Graph ADT interface

This interface is a starting point for implementing and testing graph algorithms. It defines a Graph data type with the standard representation-independent ADT interface methodology from Chapter 4 and uses a trivial Edge data type to encasulate pairs of vertices as edges (see text).

The Graph constructor takes two parameters: an integer giving the number of vertices and a Boolean that tells whether the graph is undirected or directed (a digraph).

The basic operations that we use to process graphs and digraphs are ADT operations to create and destroy them, to report the number of vertices and edges, and to add and delete edges. The method getAdjList provides an AdjList iterator so that clients can process each of the vertices adjacent to any given vertex.

class Graph // ADT interface
{ // implementations and private members hidden
Graph(int, boolean)
int V()
int E()
boolean directed()
int insert(Edge)
void remove(Edge)
boolean edge(int, int)
AdjList getAdjList(int)


Graph Properties and Types

Many computational applications naturally involve not just a set of items but also a set of connections between pairs of those items. The relationships implied by these connections lead immediately to a host of natural questions: Is there a way to get from one item to another by following the connections? How many other items can be reached from a given item? What is the best way to get from this item to this other item?

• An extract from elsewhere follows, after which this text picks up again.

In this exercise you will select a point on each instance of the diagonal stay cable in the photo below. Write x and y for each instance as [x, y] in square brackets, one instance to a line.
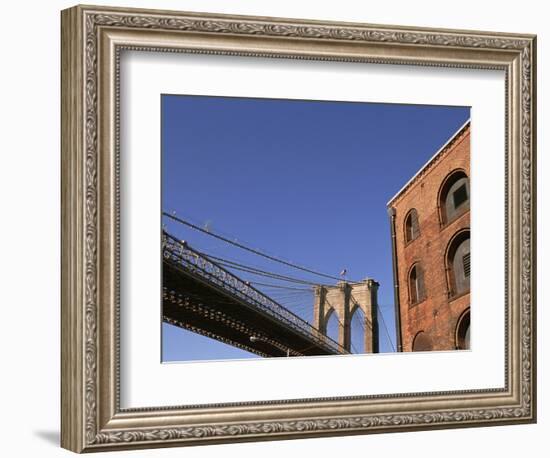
[251, 250]
[385, 327]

To model such situations, we use abstract objects called graphs. In this chapter, we examine basic properties of graphs in detail, setting the stage for us to study a variety of algorithms that are useful for answering questions of the type just posed. These algorithms make effective use of many of the computational tools that we considered in Parts 1 through 4. They also serve as the basis for attacking problems in important applications whose solution we could not even contemplate without good algorithmic technology.

Graph theory, a major branch of combinatorial mathematics, has been studied intensively for hundreds of years. Many important and useful properties of graphs have been proved, yet many difficult problems remain unresolved. In this book, while recognizing that there is much still to be learned, we draw from this vast body of knowledge about graphs what we need to understand and use a broad variety of useful and fundamental algorithms.

Like so many of the other problem domains that we have studied, the algorithmic investigation of graphs is relatively recent. Although a few of the fundamental algorithms are old, the majority of the interesting ones have been discovered within the last few decades. Even the simplest graph algorithms lead to useful computer programs, and the nontrivial algorithms that we examine are among the most elegant and interesting algorithms known.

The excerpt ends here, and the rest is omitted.